Mosa Meats’ success is part of the Netherlands’ place as a leading research and development centre for global food issues; Wageningen University ranks number two in the world for food technology and nutrition and is home to many prominent companies and institutes in the field.

Last year, the world’s largest insect farm opened in Bergen op Zoom. Rewilding experiments in the Dutch countryside are also looked to as examples of how unused farmland could be utilised once better practices are adopted.

A cultural project based in Amsterdam called Bistro in Vitro has explored the possibilities of cultured meat by creating a fictitious restaurant in which customers can cannibalize the flesh of their favourite celebrity and feast on extinct animals like the dodo.

From the Bistro InVitro bookbook. Illustration: Next Nature Network

‘We are fully booked for 2028 and 2029 and we are hoping to serve some of the products conceptualized in our cookbook, but It will depend on how the developments go,’ says Koert van Mensvoort, head of Next Nature Network which created Bistro in Vitro.

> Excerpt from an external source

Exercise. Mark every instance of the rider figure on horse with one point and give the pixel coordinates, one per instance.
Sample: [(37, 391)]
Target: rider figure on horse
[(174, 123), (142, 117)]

Van Mensvoort says he started the project in 2014 because at the time only a few companies were working on developing lab meat and other food innovations and he wanted to know if this new technology will change our food culture as well as production.

‘I hope the Netherlands remains a centre for this innovation; the first patent was Dutch, the first burger was Dutch, and the first cookbook. We have been great innovators throughout history and man-made meat is fitting to an entirely man-made land.’